Skip to main content

Były dyrektor BioWare chciałby, żeby Dragon Age skupiało się bardziej na graczach pecetowych

Szczególnie na społeczności moderskiej.

Były szef studia BioWare opowiedział o swojej karierze i podzielił się przemyśleniami na temat marki Dragon Age. Jego zdaniem, seria powinna bardziej skupiać się na graczach PC oraz zachować wsparcie modów.

Aaryn Flynn pracował w BioWare od 2000 do 2017 roku i piastował w tym czasie szereg funkcji - od szeregowego programisty po dyrektora generalnego całego studia. Od jakiegoś czasu Flynn nie jest już związany z dawną firmą i prowadzi własny zespół - Inflexion Games. Deweloper o swojej karierze opowiedział szerzej w ostatnim wydaniu magazynu Edge, gdzie poruszył też temat serii Dragon Age.

Flynn chciałby, aby seria zachowała „tożsamość podobną do Neverwinter Nights” i skupiała się bardziej na graczach PC - przede wszystkim przez wsparcie modów. Zdradził też, że Neverwinter Nights projektowano z myślą o tym, by każdy fan mógł zrobić z grą to samo, co deweloperzy, choćby tworzyć nowe światy, pisać scenariusze czy tworzyć własne przygody.

Dragon Age Origins miało z kolei pewien kryzys tożsamości, a twórcy początkowo nie byli pewni, w jakim kierunku podąży produkcja. Ostatecznie gra zadebiutowała z zestawem narzędzi moderskich, ale kolejne odsłony serii porzuciły ten trend, co były szef BioWare uważa za błąd i coś, co w przyszłości powinno się zmienić.

Żałuję, że nie trzymaliśmy się tego pomysłu. Niestety, powiedziałbym, że pomiędzy Mass Effect a Dragon Age nasze gry stały się zbyt jednorodne. Żałuję, że w Dragon Age nie koncentrowaliśmy się bardziej PC, jak w przypadku Neverwinter Nights” - zdradził Aaryn Flynn.

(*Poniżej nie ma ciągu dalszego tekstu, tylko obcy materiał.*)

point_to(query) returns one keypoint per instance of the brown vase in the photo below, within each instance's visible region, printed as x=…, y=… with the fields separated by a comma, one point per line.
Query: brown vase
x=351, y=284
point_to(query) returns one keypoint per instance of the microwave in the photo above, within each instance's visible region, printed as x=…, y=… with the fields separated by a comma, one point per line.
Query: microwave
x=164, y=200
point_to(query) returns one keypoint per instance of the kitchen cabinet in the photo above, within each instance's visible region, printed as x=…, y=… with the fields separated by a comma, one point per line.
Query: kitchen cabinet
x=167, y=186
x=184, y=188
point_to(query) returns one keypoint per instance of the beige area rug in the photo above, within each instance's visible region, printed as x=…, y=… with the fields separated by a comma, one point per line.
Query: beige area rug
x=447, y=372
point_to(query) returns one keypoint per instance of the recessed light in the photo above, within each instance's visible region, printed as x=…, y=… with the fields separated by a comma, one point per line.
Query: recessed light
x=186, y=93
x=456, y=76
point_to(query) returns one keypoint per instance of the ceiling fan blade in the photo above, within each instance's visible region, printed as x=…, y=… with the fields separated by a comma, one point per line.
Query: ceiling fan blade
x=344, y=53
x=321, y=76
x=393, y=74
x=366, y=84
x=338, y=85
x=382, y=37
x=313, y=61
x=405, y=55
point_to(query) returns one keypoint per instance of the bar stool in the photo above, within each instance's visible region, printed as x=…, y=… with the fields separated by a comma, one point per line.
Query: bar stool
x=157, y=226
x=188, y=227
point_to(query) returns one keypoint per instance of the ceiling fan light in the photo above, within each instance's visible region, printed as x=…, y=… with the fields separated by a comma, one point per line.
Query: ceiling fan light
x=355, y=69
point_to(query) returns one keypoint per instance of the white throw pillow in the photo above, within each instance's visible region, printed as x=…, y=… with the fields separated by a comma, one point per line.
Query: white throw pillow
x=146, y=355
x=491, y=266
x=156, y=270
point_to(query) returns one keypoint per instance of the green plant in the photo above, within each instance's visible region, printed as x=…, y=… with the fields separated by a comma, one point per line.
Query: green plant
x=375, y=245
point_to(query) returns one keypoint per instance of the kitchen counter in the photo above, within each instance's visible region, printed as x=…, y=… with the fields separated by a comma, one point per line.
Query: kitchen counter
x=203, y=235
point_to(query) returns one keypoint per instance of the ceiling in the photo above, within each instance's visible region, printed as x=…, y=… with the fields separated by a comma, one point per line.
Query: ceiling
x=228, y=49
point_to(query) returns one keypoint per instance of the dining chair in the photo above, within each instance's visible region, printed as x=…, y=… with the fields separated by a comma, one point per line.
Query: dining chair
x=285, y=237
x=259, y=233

Spory udział w takim stanie rzeczy było przejście na silnik Frostbite, co miało w założeniach ujednolicić narzędzia stosowane przez deweloperów, ale jednocześnie mocno ograniczyło możliwości moderów. Flynn nie pracuje już w BioWare i mało prawdopodobne jest, że nadchodzące Dragon Age Dreadwolf stanie się bardziej przyjazne moderom, choć z pewnością byłaby to miła niespodzianka.